Santa Rosa architect Sara Harrison Woodfield is a leading architect reducing wildfire risk for homes vulnerable to wildfires. Hers has been a decades-long crusade, with Harrison Woodfield being one of a handful of Wine Country architects who is strongly reluctant to design wooden homes in wildfire prone areas. She favors noncombustible materials like RSG-3D, a thick fire-retardant foam panel sandwiched between wire mesh and coated on both sides with concrete. Home builders are gradually becoming more aware of such materials. Harrison Woodfield has worked with and recommends one such home builder fully-experienced in using noncombustible materials like RSG-3D, Gateway Builders, Inc. located in Santa Rosa, CA.
Surveying rebuilt homes in neighborhoods almost totally destroyed by wildfire, Sara comments, ““If you drive around, you will see one wood-frame house after another — which will blow away pretty easily in the next fire,” she said. “My argument is always, why wouldn’t you do something different if you could afford it financially?”
Her crusade is “catching fire,” especially now in current times with California and other Western States being devastated by the worst wildfires in history. More than 7,900 wildfires have burned more than 5,300 square miles in California this 2020 year. Even as her new fire-resistant projects emerge from the ashes of burned homes, smoke from nearby wildfires cloud them.
The press is taking notice of her crusade, too. Harrison Woodfield’s work has recently been featured in “The San Francisco Chronicle” as one of the few expert architects using her decades of experience to defend her clients’ homes from wildfire destruction, stating, “Harrison Woodfield is one of a handful of Wine Country architects who is strongly reluctant to design wooden homes in areas vulnerable to wildfire.” Read the full article – “Nothing to burn’: Fire-hardened homes in Wine Country give peace of mind to owners but remain rare.”

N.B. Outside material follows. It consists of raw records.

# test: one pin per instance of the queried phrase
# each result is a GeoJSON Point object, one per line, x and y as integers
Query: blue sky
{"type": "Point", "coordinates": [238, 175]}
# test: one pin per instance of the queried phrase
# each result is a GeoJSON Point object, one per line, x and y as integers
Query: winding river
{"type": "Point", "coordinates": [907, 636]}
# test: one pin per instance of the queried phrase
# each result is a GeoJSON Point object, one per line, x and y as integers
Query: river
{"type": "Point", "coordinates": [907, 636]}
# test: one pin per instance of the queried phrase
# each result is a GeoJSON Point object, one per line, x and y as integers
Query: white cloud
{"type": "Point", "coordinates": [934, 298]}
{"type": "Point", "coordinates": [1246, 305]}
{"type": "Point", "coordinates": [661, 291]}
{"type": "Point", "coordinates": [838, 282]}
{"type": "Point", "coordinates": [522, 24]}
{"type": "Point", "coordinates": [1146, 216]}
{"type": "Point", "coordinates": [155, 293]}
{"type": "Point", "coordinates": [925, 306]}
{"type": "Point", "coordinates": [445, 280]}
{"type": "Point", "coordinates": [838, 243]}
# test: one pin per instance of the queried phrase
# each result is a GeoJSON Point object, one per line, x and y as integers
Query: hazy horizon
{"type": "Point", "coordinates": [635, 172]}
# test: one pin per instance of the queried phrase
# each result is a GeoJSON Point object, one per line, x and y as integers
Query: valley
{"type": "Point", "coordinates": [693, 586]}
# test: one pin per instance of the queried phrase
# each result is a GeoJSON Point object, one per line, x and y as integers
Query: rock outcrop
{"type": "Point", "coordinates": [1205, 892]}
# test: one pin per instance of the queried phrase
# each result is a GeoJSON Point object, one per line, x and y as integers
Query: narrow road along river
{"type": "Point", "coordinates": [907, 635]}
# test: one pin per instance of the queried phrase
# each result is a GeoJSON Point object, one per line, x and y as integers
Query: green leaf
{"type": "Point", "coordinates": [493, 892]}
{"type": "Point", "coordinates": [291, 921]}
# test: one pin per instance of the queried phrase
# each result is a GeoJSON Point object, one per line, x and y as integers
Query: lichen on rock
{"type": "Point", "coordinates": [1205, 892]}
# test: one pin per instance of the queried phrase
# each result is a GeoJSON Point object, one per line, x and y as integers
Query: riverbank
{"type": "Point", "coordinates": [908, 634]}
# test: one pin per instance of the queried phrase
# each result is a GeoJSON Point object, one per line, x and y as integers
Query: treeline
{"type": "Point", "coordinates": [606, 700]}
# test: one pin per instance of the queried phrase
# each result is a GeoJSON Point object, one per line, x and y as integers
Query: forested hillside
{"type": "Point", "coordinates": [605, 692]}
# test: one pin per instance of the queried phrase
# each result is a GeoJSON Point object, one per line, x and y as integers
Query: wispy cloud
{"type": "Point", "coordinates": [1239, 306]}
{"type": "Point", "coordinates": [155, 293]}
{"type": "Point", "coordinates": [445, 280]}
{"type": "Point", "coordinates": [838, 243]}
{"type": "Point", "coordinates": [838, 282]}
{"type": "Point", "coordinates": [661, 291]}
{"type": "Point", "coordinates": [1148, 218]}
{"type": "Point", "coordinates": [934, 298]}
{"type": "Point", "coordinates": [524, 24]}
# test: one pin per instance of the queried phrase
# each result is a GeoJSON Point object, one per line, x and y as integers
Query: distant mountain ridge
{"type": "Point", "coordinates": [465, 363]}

An additional “San Francisco Chronicle” article – “Heartbreaking’: Sonoma County homes rebuilt after fires could be just as vulnerable to flames” – describes the vulnerability and heartbreaking devastation possible as experts are questioning whether the new homes that have popped up in Sonoma County, and elsewhere in the fire-ravaged state, are any safer than the ones lost in recent years, with Sara Harrison Woodfield as an exception.
A third “San Francisco Chronicle” article – “The fire-resistant home is coming to California, and here’s what it looks like” – was updated and republished on September 23, 2020 in view of the wildfires sweeping the state. In the article, Harrison Woodfield says many clients are choosing what she calls “solid wall construction” instead of traditional wood framing for a higher-category of fire resistance. “There are a lot of products where you can have a solid wall, where you can have concrete on the inside and foam insulation on the outside,” says Woodfield, who has been working as an architect in the region for 30 years.

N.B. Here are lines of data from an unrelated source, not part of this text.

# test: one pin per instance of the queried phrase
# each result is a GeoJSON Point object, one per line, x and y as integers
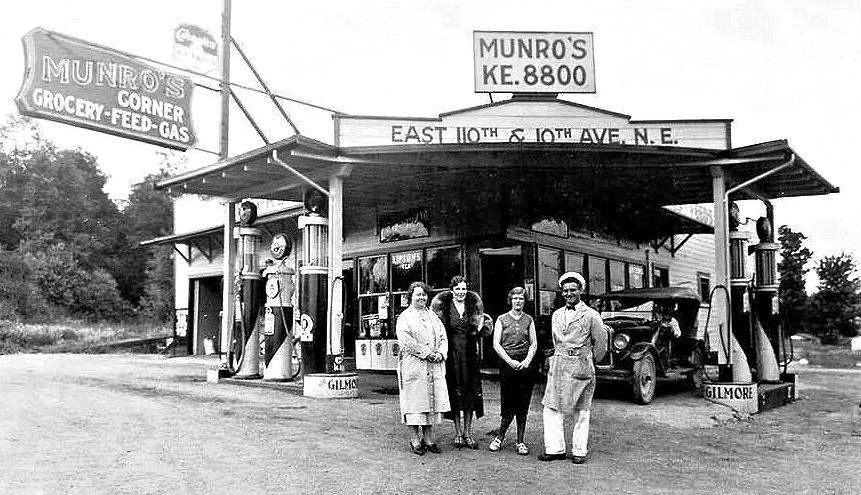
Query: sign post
{"type": "Point", "coordinates": [74, 82]}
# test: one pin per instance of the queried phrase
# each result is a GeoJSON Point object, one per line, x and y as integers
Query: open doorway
{"type": "Point", "coordinates": [207, 315]}
{"type": "Point", "coordinates": [501, 270]}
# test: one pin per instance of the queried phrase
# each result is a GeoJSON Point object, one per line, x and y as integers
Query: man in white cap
{"type": "Point", "coordinates": [571, 376]}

The cost of defending homes from wildfire destruction is a wise investment – and one that does not compromise the beauty of her designs. One home she recently designed, the Tansey house, sits in Bennett Ridge, an upscale neighborhood overlooking Trione-Annadel State Park. But the Tansey’s home is an exception there. The only wood in the Tansey’s 3,200-square-foot house, still under construction, will be the floors and kitchen cabinets. As Frank Tansey and Nancy Watson-Tansey sat in traffic trying to escape the 2017 Tubbs Fire that destroyed their home on Sonoma County’s Bennett Ridge, Frank, retired dean of admissions at Sonoma State University, told Nancy, “If this ever happens again I want to pull out of the driveway knowing that when we return home, the house is going to be there.”
For those who can afford it, Harrison Woodfield also advocates for exterior sprinkler systems like the one made by Colorado-based company Wave Guard. The sprinkler system has ultraviolet sensors that detect fire more than 300 yards away. The system has its own water tanks, pumps and generator and automatically starts dousing the property before the fire arrives.
The wildfire devastation in California, as in other western states, is alarmingly growing. Data shown by “Wildfire Today” shows the worsening trend, which is even worse since the data reported. Harrison Woodfield Architects, is one of the very few firms designing homes to withstand the onslaught, using decades of front line experience to do so.